IFN- β treatment of p50-null mice attenuates reovirus-induced myocarditis. To determine whether NF-κB–mediated expression of IFN-β plays a direct role in protection of the heart against apoptosis and disease caused by reovirus, we tested the effect of IFN-β treatment on reovirus infection of p50–/– mice. Newborn p50–/– mice were inoculated intraperitoneally with either IFN-β or PBS 1 day prior to peroral inoculation with reovirus T3SA+ and treated daily for 9 days thereafter. On day 10, the animals were euthanized, and brain and heart were removed for determination of viral titer and histopathology (Figure 9). IFN-β treatment significantly decreased viral titer in both brain and heart (Figure 9A). In p50–/– mice treated with IFN-β, viral titers reached only 102 PFU in the brain and were less than 102 PFU in the heart (Figure 9A). In parallel with these results, apoptosis in the heart of IFN-β–treated p50–/– mice was substantially diminished (Figure 9B). Thus, a critical component of the underlying mechanism of NF-κB–mediated protection against reovirus-induced myocardial injury is contingent on IFN-β.

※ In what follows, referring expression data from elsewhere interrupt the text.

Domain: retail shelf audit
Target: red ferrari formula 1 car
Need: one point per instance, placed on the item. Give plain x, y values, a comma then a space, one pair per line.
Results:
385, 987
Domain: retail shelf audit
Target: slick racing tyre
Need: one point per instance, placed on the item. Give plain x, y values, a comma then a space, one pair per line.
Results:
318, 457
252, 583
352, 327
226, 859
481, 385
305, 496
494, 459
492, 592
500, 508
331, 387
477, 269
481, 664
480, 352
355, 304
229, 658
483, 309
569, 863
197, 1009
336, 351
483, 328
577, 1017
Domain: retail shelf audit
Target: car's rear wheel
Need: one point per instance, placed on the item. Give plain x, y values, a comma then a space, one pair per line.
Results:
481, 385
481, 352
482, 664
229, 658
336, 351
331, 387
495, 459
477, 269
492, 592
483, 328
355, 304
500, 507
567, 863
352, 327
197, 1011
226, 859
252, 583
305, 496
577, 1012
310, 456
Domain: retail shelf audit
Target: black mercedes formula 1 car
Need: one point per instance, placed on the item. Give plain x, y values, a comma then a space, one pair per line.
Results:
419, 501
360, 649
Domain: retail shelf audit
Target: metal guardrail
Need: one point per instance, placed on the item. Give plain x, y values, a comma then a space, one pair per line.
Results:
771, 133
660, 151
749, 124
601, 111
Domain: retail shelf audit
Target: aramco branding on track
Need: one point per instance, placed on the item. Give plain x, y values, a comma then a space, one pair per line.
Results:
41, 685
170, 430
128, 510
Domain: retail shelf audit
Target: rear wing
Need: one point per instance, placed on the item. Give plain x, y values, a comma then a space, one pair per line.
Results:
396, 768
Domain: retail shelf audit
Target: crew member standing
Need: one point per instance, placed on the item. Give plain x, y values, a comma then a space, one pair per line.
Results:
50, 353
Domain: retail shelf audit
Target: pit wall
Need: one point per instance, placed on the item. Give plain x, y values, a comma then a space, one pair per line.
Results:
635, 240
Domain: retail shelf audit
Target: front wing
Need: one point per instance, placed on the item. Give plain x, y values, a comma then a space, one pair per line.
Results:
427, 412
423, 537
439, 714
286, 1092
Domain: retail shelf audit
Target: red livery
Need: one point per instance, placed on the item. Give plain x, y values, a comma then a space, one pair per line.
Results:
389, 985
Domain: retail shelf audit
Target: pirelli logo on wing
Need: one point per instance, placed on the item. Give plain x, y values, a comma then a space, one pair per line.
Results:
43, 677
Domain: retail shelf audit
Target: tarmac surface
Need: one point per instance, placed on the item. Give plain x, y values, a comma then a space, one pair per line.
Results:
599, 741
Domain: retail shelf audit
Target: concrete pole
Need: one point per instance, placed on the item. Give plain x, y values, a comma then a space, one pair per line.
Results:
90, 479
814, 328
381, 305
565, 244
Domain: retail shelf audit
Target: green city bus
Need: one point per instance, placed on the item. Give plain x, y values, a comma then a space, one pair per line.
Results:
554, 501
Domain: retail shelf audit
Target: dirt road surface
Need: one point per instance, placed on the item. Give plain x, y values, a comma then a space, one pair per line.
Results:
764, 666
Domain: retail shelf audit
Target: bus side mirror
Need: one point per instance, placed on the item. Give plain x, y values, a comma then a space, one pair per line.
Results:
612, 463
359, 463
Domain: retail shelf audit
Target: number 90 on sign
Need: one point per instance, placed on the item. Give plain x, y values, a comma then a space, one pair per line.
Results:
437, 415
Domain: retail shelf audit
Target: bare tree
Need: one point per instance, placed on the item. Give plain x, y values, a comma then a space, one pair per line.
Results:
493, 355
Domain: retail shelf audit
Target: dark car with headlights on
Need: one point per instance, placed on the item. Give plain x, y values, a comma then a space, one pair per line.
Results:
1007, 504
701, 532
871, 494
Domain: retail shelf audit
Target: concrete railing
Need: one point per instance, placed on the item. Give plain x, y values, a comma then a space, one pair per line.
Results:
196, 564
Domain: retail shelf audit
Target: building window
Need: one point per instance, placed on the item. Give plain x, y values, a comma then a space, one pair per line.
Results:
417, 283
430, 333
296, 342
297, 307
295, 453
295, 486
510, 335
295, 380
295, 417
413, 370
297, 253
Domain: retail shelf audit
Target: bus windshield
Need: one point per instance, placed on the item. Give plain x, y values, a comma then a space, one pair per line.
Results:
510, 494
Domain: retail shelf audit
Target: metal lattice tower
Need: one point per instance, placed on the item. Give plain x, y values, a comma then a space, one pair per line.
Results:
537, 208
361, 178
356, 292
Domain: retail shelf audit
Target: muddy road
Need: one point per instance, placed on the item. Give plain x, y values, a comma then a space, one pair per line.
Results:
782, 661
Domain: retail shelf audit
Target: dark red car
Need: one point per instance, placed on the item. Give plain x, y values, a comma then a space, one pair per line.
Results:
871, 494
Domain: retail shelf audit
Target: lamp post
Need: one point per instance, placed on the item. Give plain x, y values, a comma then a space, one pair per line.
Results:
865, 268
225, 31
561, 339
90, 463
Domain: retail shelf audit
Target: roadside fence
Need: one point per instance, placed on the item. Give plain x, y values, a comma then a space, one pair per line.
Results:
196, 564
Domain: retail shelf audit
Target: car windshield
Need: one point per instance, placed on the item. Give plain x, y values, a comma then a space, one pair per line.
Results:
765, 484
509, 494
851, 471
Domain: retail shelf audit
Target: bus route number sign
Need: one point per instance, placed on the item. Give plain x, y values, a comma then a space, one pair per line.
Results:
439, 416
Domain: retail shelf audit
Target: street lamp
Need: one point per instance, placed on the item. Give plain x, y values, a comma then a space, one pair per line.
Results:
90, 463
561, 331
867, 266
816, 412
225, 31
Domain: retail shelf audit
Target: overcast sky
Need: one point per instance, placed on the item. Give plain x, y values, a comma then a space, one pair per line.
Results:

Reovirus replication and apoptosis in infected p50–/– mice following treatment with IFN-β. Newborn mice were inoculated intraperitoneally with either IFN-β or PBS 1 day prior to peroral inoculation with 104 PFU reovirus T3SA+. Animals were treated with either IFN-β or PBS for an additional 9 days, and brains and hearts were resected. (A) Viral titers in the brain and heart. Organs were homogenized, and viral titers were determined by plaque assay. The results are expressed as the mean viral titers for 3 animals. Error bars indicate SDs. *P < 0.05 by Student’s t test. (B) Histopathology of reovirus infection in the heart. Hearts of the reovirus-infected p50–/– animals represented in A were paraffin embedded, sectioned, and stained with polyclonal reovirus-specific antiserum or processed for TUNEL analysis. Original magnification, ×100. Brown staining indicates reovirus protein or fragmented DNA.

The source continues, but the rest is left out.